Volatility in the EUR/USD pair certainly increased as the US Federal Reserve announced the first rate hike in 9 years, but volatility was perhaps slightly more muted than expected. The 1.08 level has become crucial for this pair, and a break below will confirm the formation of a head and shoulders pattern.
The US Federal Reserve raised interest rates for the first time in 9 years as expected last week, by 25 basis points. Trading volumes were heavy on the result which led to a lift in volatility, but the swings were limited. This was testament to the Fed managing the markets expectations wellin the months preceding the announcement, and delivering on those expectations.
The euro was understandably weaker as the market digested the Fed's announcement and the potential for further rate hikes next year. The expected divergence in monetary policy is likely to see the pair drift lower in the early part of 2016.
The week ahead will still be busy as the rest of us wind down for the year. US GDP, home sales, durable goods orders and unemployment claims are all due. Watch out for choppy trading conditions as volumes dry up with the holiday season upon us.

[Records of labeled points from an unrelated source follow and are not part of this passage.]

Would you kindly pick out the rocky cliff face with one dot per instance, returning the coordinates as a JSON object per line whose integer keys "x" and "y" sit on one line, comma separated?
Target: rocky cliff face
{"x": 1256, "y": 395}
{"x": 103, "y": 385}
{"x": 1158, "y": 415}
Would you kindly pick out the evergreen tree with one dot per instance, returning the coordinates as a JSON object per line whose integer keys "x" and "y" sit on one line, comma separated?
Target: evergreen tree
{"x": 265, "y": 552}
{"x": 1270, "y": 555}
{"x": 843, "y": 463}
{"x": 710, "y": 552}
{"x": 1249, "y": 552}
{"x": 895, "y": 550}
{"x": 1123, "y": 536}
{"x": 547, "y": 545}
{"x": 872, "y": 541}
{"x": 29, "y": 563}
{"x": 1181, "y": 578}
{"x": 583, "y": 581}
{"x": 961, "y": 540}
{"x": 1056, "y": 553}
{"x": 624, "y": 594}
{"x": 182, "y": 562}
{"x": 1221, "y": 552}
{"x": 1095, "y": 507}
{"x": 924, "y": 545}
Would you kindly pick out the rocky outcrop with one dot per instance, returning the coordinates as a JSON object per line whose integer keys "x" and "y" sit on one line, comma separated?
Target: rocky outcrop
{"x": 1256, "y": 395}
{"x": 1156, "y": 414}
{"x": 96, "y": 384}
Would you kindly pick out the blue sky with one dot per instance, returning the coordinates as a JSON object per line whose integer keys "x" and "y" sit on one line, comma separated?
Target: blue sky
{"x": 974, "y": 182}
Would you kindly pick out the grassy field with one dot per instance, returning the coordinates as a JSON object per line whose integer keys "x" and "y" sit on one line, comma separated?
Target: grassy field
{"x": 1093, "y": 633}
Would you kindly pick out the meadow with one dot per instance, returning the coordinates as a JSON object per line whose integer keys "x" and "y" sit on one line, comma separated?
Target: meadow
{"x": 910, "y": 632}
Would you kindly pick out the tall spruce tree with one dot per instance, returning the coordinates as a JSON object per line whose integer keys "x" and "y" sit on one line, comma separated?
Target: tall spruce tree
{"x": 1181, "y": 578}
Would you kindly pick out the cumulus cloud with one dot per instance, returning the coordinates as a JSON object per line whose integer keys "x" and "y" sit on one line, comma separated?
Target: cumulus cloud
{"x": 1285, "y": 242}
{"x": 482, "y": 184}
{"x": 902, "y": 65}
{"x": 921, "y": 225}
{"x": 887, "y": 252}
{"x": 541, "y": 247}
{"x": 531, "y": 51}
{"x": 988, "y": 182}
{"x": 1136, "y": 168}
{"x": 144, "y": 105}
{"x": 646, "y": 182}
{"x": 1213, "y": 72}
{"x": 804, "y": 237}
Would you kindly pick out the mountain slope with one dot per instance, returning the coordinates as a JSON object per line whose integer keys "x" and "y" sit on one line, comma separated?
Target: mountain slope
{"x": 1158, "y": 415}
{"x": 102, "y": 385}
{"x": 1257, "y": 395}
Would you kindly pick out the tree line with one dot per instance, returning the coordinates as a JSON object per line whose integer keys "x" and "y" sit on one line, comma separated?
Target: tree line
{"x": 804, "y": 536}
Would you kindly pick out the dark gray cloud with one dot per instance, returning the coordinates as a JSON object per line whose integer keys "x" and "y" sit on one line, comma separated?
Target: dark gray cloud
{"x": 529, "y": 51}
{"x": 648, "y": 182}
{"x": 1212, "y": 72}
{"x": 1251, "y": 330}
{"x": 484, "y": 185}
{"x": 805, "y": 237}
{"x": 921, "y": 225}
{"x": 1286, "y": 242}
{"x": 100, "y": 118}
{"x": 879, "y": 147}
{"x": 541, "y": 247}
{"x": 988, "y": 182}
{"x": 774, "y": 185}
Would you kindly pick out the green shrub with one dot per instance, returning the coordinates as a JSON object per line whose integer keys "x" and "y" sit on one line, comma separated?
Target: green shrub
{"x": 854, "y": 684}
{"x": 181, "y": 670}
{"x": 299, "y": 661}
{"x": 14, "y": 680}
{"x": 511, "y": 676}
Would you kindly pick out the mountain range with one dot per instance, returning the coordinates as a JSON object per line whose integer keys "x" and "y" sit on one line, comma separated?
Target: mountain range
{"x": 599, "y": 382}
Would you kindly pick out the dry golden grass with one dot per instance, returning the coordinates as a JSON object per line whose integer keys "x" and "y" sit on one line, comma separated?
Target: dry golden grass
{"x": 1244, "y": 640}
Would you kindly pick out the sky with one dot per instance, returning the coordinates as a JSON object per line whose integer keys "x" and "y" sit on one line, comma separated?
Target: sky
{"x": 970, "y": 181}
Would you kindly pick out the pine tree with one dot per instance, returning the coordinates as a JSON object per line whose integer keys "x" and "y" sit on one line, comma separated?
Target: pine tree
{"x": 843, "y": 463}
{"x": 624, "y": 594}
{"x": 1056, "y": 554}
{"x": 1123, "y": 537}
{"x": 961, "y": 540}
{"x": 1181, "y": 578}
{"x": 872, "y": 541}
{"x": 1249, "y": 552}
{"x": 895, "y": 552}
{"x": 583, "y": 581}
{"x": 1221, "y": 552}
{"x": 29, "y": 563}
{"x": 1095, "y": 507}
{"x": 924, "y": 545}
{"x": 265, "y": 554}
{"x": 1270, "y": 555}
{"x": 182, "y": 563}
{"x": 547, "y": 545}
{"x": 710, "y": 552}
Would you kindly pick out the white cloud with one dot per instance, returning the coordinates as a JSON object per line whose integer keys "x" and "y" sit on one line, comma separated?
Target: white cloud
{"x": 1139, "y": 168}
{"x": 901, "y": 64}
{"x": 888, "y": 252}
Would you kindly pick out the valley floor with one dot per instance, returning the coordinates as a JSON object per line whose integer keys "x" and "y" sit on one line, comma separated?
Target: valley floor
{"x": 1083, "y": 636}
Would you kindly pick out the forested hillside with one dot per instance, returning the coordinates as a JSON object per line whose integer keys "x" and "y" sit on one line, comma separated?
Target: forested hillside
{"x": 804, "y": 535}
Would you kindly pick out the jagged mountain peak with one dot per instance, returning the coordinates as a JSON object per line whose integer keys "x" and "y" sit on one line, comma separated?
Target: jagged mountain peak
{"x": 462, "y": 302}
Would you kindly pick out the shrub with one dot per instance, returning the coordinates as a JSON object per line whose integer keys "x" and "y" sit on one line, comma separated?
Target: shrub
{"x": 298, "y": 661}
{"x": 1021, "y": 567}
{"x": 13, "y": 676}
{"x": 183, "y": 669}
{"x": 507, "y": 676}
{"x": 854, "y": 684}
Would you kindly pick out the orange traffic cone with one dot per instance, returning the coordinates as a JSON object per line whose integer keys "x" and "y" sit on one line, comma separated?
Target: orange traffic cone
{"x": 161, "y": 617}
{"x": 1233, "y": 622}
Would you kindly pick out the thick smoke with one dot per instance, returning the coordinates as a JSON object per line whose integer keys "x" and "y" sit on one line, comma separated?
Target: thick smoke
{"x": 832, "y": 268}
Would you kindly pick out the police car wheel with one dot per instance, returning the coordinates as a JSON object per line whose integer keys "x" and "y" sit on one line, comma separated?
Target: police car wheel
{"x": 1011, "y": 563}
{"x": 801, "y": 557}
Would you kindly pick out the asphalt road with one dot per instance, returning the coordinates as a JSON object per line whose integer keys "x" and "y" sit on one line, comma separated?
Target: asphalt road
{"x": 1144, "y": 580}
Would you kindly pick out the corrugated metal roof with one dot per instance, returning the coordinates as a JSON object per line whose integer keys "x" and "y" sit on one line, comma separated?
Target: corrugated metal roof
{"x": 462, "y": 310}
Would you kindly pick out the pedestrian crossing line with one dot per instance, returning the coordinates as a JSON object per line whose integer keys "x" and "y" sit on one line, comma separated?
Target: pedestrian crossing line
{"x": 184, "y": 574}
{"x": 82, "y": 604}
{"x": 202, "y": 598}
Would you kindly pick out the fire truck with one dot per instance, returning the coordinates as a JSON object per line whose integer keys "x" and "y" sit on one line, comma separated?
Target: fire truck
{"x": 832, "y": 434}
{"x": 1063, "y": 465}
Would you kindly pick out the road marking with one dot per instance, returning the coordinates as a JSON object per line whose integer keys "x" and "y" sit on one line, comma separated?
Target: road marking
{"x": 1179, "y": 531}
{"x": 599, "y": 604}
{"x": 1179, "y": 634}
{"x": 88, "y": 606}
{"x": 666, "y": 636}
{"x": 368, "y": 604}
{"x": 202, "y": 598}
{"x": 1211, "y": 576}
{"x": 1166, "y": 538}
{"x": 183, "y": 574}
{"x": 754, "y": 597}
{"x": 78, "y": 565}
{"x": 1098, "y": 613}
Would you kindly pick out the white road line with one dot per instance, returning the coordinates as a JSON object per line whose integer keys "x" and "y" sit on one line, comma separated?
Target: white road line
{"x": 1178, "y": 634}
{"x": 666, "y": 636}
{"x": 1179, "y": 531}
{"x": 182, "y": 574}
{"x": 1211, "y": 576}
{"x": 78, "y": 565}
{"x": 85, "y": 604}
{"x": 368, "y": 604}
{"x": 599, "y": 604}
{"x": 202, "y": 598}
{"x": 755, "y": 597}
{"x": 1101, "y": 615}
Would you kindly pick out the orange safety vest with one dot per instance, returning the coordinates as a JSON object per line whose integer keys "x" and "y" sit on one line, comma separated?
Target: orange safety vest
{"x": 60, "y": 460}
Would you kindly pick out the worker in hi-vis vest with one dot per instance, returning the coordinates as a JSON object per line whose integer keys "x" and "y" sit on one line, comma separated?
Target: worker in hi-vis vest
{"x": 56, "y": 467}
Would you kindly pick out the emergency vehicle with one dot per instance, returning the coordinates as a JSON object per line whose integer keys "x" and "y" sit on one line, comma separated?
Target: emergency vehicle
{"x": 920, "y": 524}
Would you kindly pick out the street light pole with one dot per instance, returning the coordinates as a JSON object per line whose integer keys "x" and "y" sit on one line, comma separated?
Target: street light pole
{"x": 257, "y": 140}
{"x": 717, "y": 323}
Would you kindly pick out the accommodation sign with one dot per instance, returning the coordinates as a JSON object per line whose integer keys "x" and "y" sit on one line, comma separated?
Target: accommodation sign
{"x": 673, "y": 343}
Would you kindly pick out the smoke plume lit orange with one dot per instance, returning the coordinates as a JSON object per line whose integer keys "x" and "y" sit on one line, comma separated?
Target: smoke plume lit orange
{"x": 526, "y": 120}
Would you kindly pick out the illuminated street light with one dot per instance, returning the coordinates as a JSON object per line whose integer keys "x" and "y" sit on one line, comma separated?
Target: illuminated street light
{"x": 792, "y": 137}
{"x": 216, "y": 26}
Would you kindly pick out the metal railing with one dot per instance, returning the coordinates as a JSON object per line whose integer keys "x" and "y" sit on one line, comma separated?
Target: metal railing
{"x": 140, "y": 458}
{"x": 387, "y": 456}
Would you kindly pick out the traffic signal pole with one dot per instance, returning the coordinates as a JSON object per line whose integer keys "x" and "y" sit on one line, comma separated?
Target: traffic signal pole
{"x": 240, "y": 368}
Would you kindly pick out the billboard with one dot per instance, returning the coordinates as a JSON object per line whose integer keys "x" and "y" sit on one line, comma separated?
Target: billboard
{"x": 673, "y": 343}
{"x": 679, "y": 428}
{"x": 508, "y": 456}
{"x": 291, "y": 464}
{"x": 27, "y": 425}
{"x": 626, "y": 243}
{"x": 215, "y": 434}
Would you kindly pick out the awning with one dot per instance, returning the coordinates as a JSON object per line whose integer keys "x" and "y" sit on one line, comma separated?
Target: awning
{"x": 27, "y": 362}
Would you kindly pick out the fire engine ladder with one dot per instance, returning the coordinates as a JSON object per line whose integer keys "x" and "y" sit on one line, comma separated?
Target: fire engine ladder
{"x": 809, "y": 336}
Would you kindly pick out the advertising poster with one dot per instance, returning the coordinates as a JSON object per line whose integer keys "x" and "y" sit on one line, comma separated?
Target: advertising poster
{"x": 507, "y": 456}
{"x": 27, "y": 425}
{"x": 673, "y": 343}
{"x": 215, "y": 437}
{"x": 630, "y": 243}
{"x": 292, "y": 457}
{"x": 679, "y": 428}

Technicals show a head and shoulders pattern forming, which could lead to a shift lower. The second shoulder is currently forming under the 100 day MA, which will be a solid bearish signal if the MA holds. The neck line at 1.0800 has become quite important for the pair, and a break lower of this will erase all of the months gains and see the early December lows become a target. Support is found at 1.0800, 1.0685 and 1.0568 while resistance is found at 1.0929, 1.1041 and 1.1125.